Before turning off the Ruta 9 to face 31 kilometres of headwinds all the way to the coast, we stop at the tourist bureau outside town for information and to pick up some maps of the area. The campground at La Paloma (73km; 373m) is again old and falling apart, though it is a fraction cleaner than the last one. It is also only 100 pesos per person per night. After choosing a quiet spot close to the ocean and setting up camp, Ali gets to enjoy his first beer in Uruguay. Quite unusual for him to be 9 days in a country and not to have sampled the local brew. Unfortunately, beer prices are sky high, which has resulted in the dry period. Even though the facilities are in need of a bit of tender loving care, the shower is quite amazing and good enough reason to relax by the ocean tomorrow and stay one extra night. The mosquitoes have a completely different idea about exactly how long we can relax for.

Given that the country is four and a half times bigger than The Netherlands and only has a population of nearly 3.5 million - of which 1.3 million live in its capital - it is no wonder that Uruguay is a really laid back place to visit. And with its gorgeous stretches of remote coastline, it is certainly no surprise that many Europeans and North Americans are buying up property here and making this South American country their annual holiday destination. Though it must be said that everything is expensive here: far more expensive than anywhere else on this continent.

Food is pretty limited in Uruguay and vegetables especially lack variety and quality. Many products come from Argentina as well as Paraguay and Brazil. And if you are hopping across from Argentina, you'd do well to pop a couple of bottles of the favourite wine in the bags: Uruguayan wine is above all expensive but also quite inferior to the fermented grape juice produced by its western neighbours. The name Uruguay apparently means river of the colourful birds. And they certainly have plenty of feathery friends flying their vibrant splendor around. Unfortunately, the country is plagued with another, less attractive flying animal as well: the mosquito.

On the way to mosquito head quarters
La Paloma to 24 km. after São José do Norte (6 cycle days; 0 rest days; 432km; 691m)

La Paloma to Aguas Dulces (65km; 168m)
Aguas Dulces to Punta del Diablo (48km; 223m)
Punta del Diablo to Santa Vitoria do Palmar - Brazil (81km; 141m)
Santa Vitoria do Palmar to 95 km. after Santa Vitoria do Palmar (87km; 54m)
95 km. after Santa Vitoria do Palmar to 9 km. before Rio Grande (116km; 80m)
9 km. before Rio Grande to 24 km. after São José do Norte (34km; 25m)

Ambling eastward to sweet waters
It is a usual start to the usual routine this morning before the amble along the coast begins. Costa Azul is a lovely beach village even though everything is up for rent or sale, which gives the impression that the place is deserted. This road goes for 8 kilometres before it hits Ruta 10 and we are immediately back into farmland again. The amble continues and slight headwinds make sure that it never gets anywhere above just that.
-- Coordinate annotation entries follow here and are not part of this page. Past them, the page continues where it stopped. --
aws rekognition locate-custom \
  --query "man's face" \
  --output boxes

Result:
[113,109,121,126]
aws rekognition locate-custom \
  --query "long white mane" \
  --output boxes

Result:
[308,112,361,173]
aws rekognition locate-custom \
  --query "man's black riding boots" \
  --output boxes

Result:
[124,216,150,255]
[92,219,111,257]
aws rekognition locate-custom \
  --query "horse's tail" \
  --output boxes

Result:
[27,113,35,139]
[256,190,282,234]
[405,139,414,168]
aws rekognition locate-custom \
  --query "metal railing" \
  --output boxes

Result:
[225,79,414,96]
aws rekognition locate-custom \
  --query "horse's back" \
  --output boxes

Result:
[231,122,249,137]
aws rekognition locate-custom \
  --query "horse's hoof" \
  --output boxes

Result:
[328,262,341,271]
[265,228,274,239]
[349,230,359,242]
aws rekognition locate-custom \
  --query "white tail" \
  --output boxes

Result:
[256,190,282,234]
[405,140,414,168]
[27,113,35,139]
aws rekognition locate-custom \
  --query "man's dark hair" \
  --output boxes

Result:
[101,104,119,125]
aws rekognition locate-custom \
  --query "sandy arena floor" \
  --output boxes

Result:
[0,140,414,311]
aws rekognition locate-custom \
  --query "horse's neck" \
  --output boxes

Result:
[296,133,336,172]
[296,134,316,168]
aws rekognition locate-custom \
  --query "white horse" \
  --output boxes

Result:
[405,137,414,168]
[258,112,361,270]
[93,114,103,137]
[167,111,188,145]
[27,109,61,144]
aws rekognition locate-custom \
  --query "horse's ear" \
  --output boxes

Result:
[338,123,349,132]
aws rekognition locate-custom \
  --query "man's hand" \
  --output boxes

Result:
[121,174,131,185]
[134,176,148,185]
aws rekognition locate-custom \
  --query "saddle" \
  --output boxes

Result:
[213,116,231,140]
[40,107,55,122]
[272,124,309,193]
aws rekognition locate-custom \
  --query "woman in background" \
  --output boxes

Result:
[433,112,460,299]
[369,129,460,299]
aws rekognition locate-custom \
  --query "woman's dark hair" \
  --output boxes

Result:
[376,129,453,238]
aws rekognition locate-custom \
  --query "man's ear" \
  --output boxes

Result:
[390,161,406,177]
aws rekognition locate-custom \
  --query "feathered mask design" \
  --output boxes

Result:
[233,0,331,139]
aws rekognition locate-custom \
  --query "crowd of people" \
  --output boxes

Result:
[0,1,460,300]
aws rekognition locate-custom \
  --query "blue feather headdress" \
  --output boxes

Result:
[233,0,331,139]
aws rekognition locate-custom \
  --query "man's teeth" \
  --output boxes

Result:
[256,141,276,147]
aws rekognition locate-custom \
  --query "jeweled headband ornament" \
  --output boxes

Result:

Apart from the constant wind drone, it's a casual ride along bitumen for 54 kilometres to Agua Dulces. Views of corn, sorghum, yellowing fodder and cattle grazing amongst the palm trees are about the extend of the journey. Plenty of birds keep us company. After the turnoff to Cabo Polonio, rolling sand dunes are visible to our right and Laguna de Castillos stretches far away on our left. The campground in Agua Dulces is closed, so as soon as we have stocked up on water at the tourist info booth, we venture further in search of a suitable spot to spend the night. For a beach path, it's reasonably good and we get quite a distance away from the town before the sand gets too loose to ride. We turnoff into the dunes. The best spots are of course across a small creek, which takes a bit of maneuvering trying to lift the bikes up and over the embankment. one of my boots gets a dunking, but its worth the wet sock as the spot we settle on, near Aguas Dulces (65km; 168m), is close to perfect. We not only have fresh water to clean with, but pristine sand dune views to marvel at.

Something to be said...
There's something to be said about waking up and drinking the first cup of coffee of the day staring at blue skies and white dunes; hearing the waves pounding the beach and the call of gulls floating on air currents. There's even more to be said about enjoying a vegetable and cheese bake in crusty baguette while the sun rises in the sky and casts morning shadows across the sandy hills; listening to the gentle breeze rustle the palm trees and the song chitter of local birds.

Everybody should be allowed to wake-up like this. Though I suspect, unless you are into cattle farming, or you are able to live for a year off a couple of months of tourism, then there is not much else to earn money from around here. So, you'd still have to jump in the car or on the local bus and ride several kilometres to then begin the usual humdrum. Doesn't really make sense does it?

Following the abnormally pleasant start, there's nothing particularly different about today's journey. We still have strong side winds, it is still the same countryside vista of cows and palms, grassy fields and gums and the occasional farmhouse. For some reason though, there is plenty of fast and furious traffic, which is quite out of the ordinary for Uruguay. A quick glance at my watch reveals that it is Saturday and obviously, everyone is off to the coast. I don't blame them one iota, it is warm enough for a day at the beach.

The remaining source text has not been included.